猫の進化の歴史とは?祖先となった動物や人間と暮らすまでの過程

猫の進化の歴史とは?祖先となった動物や人間と暮らすまでの過程

私たちの身近に常に寄り添い、家族として暮らしてきた動物たち。そんな動物たちにも祖先がいます。この記事では、猫の進化の歴史や、人間と暮らすまでの過程についてご紹介します。

猫の進化につながる祖先となった動物

横を向く猫

現在、地球上には140万種類の動物がいますが、そのなかで哺乳類はどのくらいいるでしょうか?

答えは約5500種類です。

では、その哺乳類の大本となった祖先をご存知ですか?ここでは哺乳類の祖先をさらに深掘りし、猫の進化のカギとなる動物について紹介します。

猫や犬の祖先となった太古の動物は「ミアキス」

恐竜が絶滅したといわれる6500万年前〜4800万年前、ヨーロッパ大陸の森林に「ミアキス」という動物がいました。
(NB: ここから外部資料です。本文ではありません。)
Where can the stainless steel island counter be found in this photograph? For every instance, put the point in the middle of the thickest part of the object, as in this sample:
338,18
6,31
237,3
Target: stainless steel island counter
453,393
30cmほどの小さな体で主に樹上で生活し、小動物を捕食して暮らしていました。このミアキスこそが、現代に生きる肉食動物の祖先なのです。

ミアキスにはざまざまな種類が存在し、その中には猫や犬の祖先もいました。また、猫や犬だけでなく「イタチ科」「クマ科」「ハイエナ科」などの食肉目に分類される肉食性の動物はミアキスが祖先なのです。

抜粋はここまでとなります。